Telemetric adjustable pulmonary artery banding for pulmonary hypertension in infants with congenital heart defects

Author(s):

National Institute for Health and Care Excellence - NICE

Publisher or Source:

National Institute for Health and Care Excellence - NICE

Type of Media:

Medical Professional Education

Media Originally for:

Critical Care Physicians,Nurses and/or Other Critical Care Medical Professionals

Country of Origin:

United Kingdom of Great Britain and Northern Ireland (the)

Primary Focus of Media:

Pre-Use of PICS Designation

COVID-19 Related:

No

Description:

The National Institute for Health and Care Excellence (NICE) has issued full guidance to the NHS in England, Wales, Scotland and Northern Ireland on Telemetric adjustable pulmonary artery banding for reducing pulmonary hypertension in infants with congenital heart defects, in November 2014.
January 2018: The device linked to this guidance (FloWatch) is no longer available. NICE would consider whether to issue new guidance on Telemetric adjustable pulmonary artery banding for pulmonary hypertension in infants with congenital heart defects should evidence using an appropriately CE marked device become available.
Description
Congenital heart defects with a left-to-right shunt and excessive pulmonary blood flow can result in pulmonary hypertension and congestive heart failure in the neonatal period. The usual treatment is surgical correction of any defect when the infant is big enough.
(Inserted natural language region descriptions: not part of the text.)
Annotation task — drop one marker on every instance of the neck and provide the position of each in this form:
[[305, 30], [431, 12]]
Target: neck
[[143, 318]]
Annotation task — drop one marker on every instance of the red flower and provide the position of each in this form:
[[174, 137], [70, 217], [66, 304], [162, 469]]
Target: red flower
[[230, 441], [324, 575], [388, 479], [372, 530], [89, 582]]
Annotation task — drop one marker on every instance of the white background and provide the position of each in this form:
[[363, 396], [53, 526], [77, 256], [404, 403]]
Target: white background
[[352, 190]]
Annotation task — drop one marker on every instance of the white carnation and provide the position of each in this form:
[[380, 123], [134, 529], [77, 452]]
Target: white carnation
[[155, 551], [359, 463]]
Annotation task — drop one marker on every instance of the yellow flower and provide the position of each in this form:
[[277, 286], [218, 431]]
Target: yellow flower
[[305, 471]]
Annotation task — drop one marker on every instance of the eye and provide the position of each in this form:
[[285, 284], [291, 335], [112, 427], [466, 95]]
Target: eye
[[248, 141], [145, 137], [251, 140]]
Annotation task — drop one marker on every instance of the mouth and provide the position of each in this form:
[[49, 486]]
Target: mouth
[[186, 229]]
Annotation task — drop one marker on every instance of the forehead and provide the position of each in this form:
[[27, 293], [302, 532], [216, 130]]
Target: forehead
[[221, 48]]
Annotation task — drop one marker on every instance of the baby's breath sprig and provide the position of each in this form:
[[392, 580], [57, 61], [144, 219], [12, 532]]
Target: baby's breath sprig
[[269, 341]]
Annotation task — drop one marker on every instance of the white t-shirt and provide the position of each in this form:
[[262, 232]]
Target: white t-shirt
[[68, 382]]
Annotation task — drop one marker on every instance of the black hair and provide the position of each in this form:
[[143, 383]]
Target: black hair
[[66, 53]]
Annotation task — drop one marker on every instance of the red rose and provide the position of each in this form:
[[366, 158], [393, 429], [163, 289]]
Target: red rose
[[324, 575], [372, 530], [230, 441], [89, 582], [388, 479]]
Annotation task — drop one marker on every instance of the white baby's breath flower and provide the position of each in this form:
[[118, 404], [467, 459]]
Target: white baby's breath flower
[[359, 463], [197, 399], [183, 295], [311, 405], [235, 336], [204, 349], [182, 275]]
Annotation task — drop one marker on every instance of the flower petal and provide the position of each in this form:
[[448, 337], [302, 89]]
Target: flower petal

The most common defects needing this type of treatment include functionally univentricular hearts, transposition of the great arteries and atrioventricular or multiple septal defects. The symptoms include fatigue, dyspnoea, tachypnoea and failure to thrive if the lungs are not protected. Infants may develop a condition of irreversible pulmonary hypertension because of hypertrophy of the pulmonary arterioles.
Pulmonary artery banding (PAB) is a palliative procedure that is used as part of staged treatment before definitive surgical correction of congenital heart defects. The aim of PAB is to reduce the diameter of the main pulmonary artery, decreasing blood flow and reducing pulmonary artery pressure. Improvement of systemic pressure, cardiac output and ventricular function can also be expected in patients with a large left-to-right shunt. Risks of the procedure include lowering of systemic oxygen saturation, ventricular hypertrophy, subaortic obstruction, and pulmonary branch and valve distortion. The conventional technique of PAB involves surgical placement of a (not telemetrically adjustable) band around the main pulmonary artery. Different techniques using a variety of materials (such as strips of polytetrafluoroethylene, polydioxanone or nylon) and sutures are used. In non-adjustable PAB methods, reoperation is often needed to adjust the tightness of the band.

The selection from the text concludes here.